What are you telling other companies when you use “~all”? I’m sure many people will say there is nothing wrong with using “~all”. Nerds can be judgmental of other nerds (I write this as someone who proudly identifies as a nerd). I admit, when I see a company using “~all” in their SPF record, I shake my head. There may be legitimate reasons to use “~all” in your SPF record, but I haven’t thought of one yet. Do you know how many servers do you have? Do you know which servers send email while using your domain name? If not, why doesn’t your IT department know? Seriously, DNS management is one of the most important things for a company. Without DNS accessing websites and your email won’t work. It is a significant part of your infrastructure.

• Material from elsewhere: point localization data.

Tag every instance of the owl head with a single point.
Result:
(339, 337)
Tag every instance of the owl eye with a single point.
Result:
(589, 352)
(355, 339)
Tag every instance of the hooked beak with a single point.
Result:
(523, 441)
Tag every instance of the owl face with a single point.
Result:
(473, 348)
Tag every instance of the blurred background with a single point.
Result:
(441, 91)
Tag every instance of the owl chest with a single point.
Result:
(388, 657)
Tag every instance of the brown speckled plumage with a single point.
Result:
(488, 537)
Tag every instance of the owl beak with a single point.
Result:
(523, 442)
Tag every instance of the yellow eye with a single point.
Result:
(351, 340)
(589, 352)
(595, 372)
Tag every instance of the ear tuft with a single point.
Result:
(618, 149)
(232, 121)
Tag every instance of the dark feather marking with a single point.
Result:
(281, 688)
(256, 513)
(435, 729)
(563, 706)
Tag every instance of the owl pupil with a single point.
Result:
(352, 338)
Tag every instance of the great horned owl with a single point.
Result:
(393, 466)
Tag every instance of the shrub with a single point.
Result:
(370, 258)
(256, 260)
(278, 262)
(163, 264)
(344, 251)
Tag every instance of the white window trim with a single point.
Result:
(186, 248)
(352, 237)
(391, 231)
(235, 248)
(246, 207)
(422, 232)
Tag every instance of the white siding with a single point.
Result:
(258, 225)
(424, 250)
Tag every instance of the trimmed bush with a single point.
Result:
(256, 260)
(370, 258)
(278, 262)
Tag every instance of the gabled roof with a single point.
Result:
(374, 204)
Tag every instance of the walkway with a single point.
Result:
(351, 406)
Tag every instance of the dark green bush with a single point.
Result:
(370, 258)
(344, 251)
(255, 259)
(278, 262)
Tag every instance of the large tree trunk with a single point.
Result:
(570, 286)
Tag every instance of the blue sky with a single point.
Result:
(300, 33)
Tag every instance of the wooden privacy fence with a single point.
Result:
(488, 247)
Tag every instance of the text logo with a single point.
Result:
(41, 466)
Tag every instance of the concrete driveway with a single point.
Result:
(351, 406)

If you don’t know all of the servers which should send email using your domain name, you should start making a list, determining if each server actually needs to send email — a security best practice is only authorized email servers should send email from your network, and hardening your email servers. After you know all of the servers which are allowed to send email from your domain name, why is it hard to use “-all” in your SPF record? When I see an SPF record that uses “-all”, it tells me (perhaps wrongly but hey it makes me feel good) the organization knows SPF is important. The idea of SPF has been around since at least 2000 https://dmarcian.com/history-of-spf/ and was proposed by the IETF as a standard in 2014 https://datatracker.ietf.org/doc/rfc7208/. With SPF being around for more than 10 years, I feel everyone should be performing SPF verification on inbound email and just as important, publishing COMPLETE and ACCURATE SPF records for their own domain names. And yes, if your SPF record is complete and accurate then you should use “-all” and not “~all”. Please help the global Internet community stay safe by publishing complete and accurate SPF records for your domain names. In my opinion it is wrong to tell recipients it is their job to guess whether email using your domain name was sent from a server allowed to say it is from your domain name (how can you expect another person to know more about your email servers than you do?).